Bateman’s in East Sussex, now owned and managed by the National Trust, is renowned as the much beloved home of Rudyard Kipling. Looking for a secluded family home far from the glare of the public and the media, Kipling purchased Bateman’s in 1902, a 17th century house with walled gardens and surrounded by the wooded landscape of the Sussex Weald.
In 1907, Kipling became the youngest recipient of the Nobel Prize for Literature and he used to prize money (apparently about £7,000 at the time) to have the gardens professionally landscaped.
What is immediately striking about the gardens at Bateman’s is the strong presence of English heritage trees and plants, including lots of Yew trees, yew hedging and bay trees. The beautiful rich dark green of the yew contrasts beautifully with lighter green of the lawns.
The working orchard is a mixture of ancient mulberry, apple and pear trees. Along the lovely brick walls are topiary bay trees in the unusual but charming shape of a heart.
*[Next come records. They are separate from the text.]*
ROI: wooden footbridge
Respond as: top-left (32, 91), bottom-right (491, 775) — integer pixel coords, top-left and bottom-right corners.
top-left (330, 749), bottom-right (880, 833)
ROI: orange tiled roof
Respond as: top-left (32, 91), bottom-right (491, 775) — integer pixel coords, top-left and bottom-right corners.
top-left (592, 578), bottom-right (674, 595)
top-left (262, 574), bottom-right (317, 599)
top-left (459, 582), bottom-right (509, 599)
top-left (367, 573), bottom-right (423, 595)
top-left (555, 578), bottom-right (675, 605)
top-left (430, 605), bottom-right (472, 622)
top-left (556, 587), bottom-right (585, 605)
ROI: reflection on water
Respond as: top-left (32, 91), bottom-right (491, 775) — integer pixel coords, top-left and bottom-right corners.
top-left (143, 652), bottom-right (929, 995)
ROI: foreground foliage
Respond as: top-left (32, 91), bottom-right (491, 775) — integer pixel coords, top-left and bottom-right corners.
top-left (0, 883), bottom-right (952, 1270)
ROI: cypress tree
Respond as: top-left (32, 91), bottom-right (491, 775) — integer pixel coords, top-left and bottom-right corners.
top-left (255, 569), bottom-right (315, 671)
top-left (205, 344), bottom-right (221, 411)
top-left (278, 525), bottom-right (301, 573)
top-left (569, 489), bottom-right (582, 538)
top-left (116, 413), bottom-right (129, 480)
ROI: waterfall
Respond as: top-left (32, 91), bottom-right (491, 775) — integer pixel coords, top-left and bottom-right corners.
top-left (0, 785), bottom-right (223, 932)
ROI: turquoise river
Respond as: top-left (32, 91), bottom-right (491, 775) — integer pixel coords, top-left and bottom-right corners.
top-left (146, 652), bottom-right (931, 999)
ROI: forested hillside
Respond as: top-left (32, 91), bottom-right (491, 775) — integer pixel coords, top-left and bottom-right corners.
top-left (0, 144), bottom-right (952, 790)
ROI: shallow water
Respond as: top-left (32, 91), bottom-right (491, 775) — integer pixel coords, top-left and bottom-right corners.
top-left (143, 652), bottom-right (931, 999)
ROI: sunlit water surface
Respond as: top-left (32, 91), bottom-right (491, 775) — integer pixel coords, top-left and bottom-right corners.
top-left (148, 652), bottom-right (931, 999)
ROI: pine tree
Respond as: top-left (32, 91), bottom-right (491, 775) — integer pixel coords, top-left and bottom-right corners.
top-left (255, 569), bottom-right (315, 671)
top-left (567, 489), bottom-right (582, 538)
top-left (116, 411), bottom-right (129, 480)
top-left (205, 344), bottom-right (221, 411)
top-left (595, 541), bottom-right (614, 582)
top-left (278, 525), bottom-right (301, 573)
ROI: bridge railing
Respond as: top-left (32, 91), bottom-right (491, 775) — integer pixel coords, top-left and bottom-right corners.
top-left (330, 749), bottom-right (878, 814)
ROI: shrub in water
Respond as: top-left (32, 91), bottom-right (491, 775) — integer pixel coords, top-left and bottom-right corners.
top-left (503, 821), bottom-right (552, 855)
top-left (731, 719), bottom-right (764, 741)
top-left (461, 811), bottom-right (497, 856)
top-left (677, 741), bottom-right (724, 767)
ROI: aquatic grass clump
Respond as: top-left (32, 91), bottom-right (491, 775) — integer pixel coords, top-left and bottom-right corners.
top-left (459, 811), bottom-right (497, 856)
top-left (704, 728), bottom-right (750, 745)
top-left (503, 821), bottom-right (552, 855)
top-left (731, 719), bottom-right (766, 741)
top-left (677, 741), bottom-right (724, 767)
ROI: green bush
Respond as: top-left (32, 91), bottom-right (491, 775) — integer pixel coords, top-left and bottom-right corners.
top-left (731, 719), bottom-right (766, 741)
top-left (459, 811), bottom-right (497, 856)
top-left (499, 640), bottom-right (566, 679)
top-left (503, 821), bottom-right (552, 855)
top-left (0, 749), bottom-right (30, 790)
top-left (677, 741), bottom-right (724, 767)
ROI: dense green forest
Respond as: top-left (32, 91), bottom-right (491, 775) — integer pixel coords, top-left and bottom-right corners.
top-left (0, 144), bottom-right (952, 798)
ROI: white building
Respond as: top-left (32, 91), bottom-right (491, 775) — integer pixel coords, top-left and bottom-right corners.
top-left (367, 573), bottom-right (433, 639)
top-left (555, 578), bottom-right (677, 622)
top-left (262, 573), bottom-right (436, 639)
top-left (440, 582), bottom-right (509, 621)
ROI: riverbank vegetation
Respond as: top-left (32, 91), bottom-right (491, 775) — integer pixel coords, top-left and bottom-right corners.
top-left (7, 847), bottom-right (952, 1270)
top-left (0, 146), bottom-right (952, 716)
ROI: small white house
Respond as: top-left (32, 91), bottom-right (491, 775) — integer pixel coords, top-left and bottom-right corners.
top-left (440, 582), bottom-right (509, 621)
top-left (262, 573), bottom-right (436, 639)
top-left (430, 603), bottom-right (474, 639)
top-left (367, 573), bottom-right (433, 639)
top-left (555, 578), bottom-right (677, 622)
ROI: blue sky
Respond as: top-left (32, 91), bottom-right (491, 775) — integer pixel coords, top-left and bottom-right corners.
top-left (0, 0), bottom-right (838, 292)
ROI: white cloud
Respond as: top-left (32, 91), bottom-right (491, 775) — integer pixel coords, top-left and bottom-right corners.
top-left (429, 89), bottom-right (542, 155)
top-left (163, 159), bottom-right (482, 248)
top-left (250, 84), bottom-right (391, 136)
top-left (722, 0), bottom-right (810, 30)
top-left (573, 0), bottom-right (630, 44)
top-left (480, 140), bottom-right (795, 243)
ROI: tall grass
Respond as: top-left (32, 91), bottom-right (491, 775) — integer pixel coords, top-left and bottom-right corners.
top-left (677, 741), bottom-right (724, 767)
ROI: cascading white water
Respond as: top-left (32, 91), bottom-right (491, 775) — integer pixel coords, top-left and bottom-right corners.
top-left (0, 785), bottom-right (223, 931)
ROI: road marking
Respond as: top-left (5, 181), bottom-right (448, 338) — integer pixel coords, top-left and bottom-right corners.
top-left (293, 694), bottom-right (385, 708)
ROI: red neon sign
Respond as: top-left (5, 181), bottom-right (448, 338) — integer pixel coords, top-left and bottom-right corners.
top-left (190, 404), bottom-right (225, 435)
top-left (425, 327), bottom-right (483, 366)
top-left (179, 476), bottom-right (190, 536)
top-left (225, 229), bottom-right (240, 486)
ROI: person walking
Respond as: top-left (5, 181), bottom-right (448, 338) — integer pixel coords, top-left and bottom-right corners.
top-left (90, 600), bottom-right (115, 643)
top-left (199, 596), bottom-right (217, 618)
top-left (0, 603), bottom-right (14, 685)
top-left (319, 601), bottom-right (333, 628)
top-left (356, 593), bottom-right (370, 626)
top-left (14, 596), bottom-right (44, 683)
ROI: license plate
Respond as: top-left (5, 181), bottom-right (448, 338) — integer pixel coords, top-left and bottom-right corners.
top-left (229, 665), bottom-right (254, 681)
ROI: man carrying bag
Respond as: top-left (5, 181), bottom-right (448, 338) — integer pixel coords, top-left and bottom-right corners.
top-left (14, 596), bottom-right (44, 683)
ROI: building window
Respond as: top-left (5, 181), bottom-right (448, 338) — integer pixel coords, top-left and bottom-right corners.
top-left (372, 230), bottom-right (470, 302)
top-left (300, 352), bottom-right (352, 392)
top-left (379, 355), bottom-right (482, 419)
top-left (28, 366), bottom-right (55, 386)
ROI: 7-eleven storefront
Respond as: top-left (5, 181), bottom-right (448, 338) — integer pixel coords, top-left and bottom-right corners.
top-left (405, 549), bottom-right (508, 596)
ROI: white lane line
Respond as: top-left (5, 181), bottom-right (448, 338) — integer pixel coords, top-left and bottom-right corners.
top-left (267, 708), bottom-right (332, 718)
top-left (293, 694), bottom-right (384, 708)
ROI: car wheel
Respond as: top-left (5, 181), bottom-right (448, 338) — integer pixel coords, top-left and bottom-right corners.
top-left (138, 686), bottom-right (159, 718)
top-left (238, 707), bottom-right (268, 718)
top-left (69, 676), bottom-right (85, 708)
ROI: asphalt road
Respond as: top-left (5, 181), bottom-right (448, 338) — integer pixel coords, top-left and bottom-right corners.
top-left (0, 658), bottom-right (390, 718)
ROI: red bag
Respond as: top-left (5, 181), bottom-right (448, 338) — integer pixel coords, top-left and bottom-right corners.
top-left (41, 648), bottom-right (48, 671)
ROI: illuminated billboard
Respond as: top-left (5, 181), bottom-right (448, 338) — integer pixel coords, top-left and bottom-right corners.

To embellish the natural beauty of the house, climbing plants gracefully adorn the exterior walls. A Wisteria Sinensis climbs along one sunny wall and a Hydrangea Petiolaris graces a north facing wall. Evergreen Magnolia Grandiflora frames a corner of the main house.
To the rear of the house sits the beautiful formal garden. Geometrically balanced and beautifully understated, this must have been a summer paradise for the Kipling family. It is not a flamboyant garden but rather a functional space. Kipling wanted it to be very much used – for boating in the shallow lake over the long summer months, playing games on the lawn and even performing amateur dramatics with the children.
The beautifully manicured Yew hedging is a strong feature throughout the garden. Being very famous, Kipling was most keen on privacy and his precious yew hedging kept out prying eyes.
Most magnificent are the two geometrically perfect rows of pleached trees. These are in fact pleached lime trees which were planted over 100 years ago.
Behind the formal garden lies the Wild Garden and beyond that again, the watermill, still functioning today. Everywhere you look, you can see rolling hills and woodlands.